// Article de Frédéric Sourice, publié dans « La Voix Du Nord » du 10 Janvier 2017

Le Dunkerquois n’a pas digéré son abandon, mais il n’a pas voulu perdre de temps pour faire passer ses messages. Il espère être au départ du Vendée Globe 2020 avec la possibilité de se frotter aux meilleurs, à armes égales.

Revenu en France le 28 décembre, 10 jours après son choc avec un OFNI, Thomas Ruyant a récupéré. Et commencé à se projeter à nouveau. Ph. Ph. PAUCHET

Ce n’est pas le théâtre dont il avait rêvé pour se raconter, esquisser la suite. Le PC course du Vendée Globe jouit pourtant d’un emplacement privilégié, à deux pas de la Tour Eiffel. Mais la douloureuse fin d’aventure de Thomas Ruyant cicatrise encore. « Je préférerais être en train de remonter l’Atlantique », lâche le Nordiste. Ce mardi, à midi, il passait en direct au journal (web-télé) du Vendée Globe.

Un zeste de maquillage, la barbe rasée, l’œil rieur, Thomas Ruyant a retrouvé son visage habituel, loin du faciès mangé par la fatigue, la tension et l’émotion à son arrivée en Nouvelle-Zélande. 

Il y a un vrai fond de fatigue. Elle est là. Importante, avoue le marin. Il y a encore une fatigue nerveuse. Il y a quand même eu 43 jours de mer, où on se fait mal, où on met beaucoup d’énergie.

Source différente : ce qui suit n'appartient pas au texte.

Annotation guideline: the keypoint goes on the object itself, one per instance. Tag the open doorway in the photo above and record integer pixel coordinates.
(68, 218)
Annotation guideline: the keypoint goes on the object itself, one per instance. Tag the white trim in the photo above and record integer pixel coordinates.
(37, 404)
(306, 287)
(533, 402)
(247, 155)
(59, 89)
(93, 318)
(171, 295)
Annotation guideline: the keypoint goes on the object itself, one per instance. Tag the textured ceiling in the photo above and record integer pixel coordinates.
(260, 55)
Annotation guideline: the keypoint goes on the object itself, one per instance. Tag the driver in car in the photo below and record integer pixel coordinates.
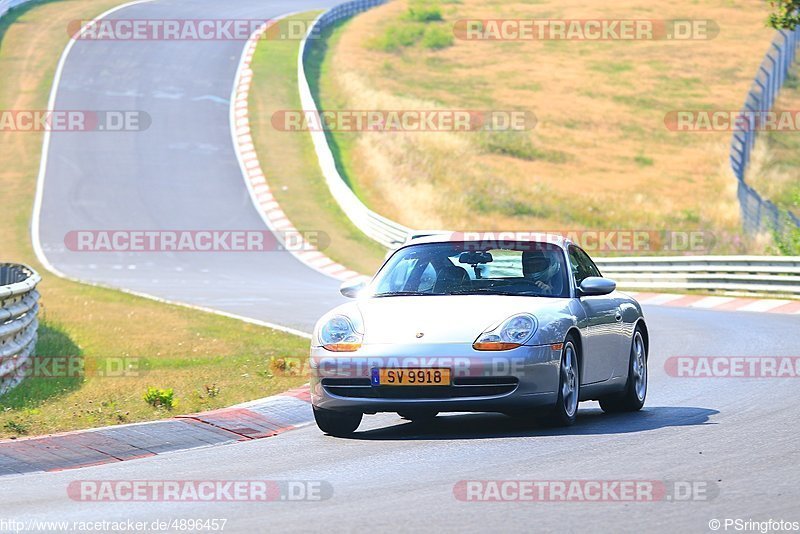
(544, 268)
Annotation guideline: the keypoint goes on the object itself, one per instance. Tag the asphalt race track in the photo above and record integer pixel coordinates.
(739, 436)
(179, 174)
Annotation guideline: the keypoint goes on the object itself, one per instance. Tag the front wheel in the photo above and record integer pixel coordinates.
(632, 399)
(566, 409)
(338, 424)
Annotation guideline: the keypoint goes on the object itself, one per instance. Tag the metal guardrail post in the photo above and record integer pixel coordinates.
(386, 232)
(19, 305)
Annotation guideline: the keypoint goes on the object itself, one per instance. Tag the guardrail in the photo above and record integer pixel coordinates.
(727, 274)
(758, 213)
(386, 232)
(19, 304)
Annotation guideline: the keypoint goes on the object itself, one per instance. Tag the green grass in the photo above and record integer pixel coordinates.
(293, 171)
(415, 27)
(437, 38)
(208, 361)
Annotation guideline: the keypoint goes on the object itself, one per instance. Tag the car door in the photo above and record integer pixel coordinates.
(602, 328)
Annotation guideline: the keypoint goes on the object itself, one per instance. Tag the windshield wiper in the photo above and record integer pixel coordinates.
(402, 294)
(488, 290)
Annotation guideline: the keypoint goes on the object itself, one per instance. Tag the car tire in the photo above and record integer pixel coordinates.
(335, 423)
(632, 399)
(418, 417)
(565, 412)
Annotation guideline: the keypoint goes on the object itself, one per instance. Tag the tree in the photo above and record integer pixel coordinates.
(785, 14)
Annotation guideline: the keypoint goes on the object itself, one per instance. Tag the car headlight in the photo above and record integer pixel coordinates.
(510, 334)
(339, 335)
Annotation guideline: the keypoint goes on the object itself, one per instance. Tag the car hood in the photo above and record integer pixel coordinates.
(444, 319)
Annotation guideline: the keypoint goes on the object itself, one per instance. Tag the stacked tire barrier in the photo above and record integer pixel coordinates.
(19, 305)
(386, 232)
(5, 5)
(759, 214)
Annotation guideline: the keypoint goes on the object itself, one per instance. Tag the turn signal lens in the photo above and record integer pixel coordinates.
(339, 335)
(494, 346)
(342, 347)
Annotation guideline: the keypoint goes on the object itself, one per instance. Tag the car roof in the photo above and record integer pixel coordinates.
(439, 236)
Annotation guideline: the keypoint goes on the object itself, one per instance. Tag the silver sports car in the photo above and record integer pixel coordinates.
(522, 327)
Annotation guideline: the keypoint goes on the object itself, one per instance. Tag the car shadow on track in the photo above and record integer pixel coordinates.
(590, 422)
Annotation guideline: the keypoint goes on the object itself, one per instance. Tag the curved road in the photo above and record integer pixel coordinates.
(739, 434)
(180, 174)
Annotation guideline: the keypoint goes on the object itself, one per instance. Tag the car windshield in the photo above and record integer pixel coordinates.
(474, 268)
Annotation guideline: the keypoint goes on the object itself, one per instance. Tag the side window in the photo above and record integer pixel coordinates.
(399, 276)
(582, 266)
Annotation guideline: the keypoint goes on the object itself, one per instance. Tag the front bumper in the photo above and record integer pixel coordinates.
(482, 381)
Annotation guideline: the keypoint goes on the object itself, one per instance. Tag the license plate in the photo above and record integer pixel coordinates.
(411, 377)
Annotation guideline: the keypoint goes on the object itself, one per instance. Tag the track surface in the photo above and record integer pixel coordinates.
(395, 475)
(182, 174)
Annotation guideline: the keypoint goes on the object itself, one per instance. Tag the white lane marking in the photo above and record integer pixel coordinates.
(661, 299)
(763, 305)
(37, 207)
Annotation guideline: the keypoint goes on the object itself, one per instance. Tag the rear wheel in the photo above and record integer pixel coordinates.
(632, 399)
(565, 411)
(337, 423)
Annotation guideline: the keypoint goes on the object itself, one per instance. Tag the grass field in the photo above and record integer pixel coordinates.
(209, 361)
(600, 156)
(290, 163)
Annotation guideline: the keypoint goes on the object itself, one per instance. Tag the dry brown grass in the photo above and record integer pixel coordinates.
(606, 159)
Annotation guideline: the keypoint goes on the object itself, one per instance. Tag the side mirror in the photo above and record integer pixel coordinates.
(352, 288)
(595, 285)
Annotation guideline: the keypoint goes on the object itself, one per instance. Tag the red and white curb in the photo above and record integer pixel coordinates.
(716, 303)
(260, 193)
(83, 448)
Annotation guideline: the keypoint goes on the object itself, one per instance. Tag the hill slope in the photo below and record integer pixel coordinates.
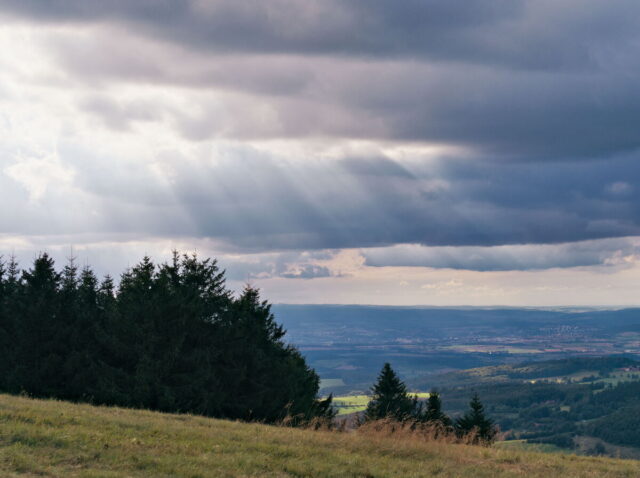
(50, 438)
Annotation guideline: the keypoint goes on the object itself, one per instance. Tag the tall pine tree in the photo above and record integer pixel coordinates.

Plus la phase de préparation, très intensive. Et l’histoire s’arrête d’un coup. 

Mais elle s’est peut-être aussi accélérée car Thomas Ruyant était en train, si ce n’est de s’y révéler, de montrer ses compétences sur ce Vendée Globe. 

Bien sûr que j’aurais voulu revenir aux Sables, mais c’est un bilan hyper positif. J’ai pris beaucoup de plaisir sur ce demi-tour du Monde. J’ai aimé relever tous ces petits défis sur ma route. Ça n’a pas été toujours simple (sourire). On a réussi à rassembler 200 mécènes (183 entreprises), énormément de particuliers (1100). Si des gens ont d’abord suivi l’action sportive, ils ont pu découvrir le Projet imagine, les assos mises en avant, les web-séries qui font un carton sur le Net. 

Sylvain Derreumaux, le responsable du projet, ne disait pas mieux. 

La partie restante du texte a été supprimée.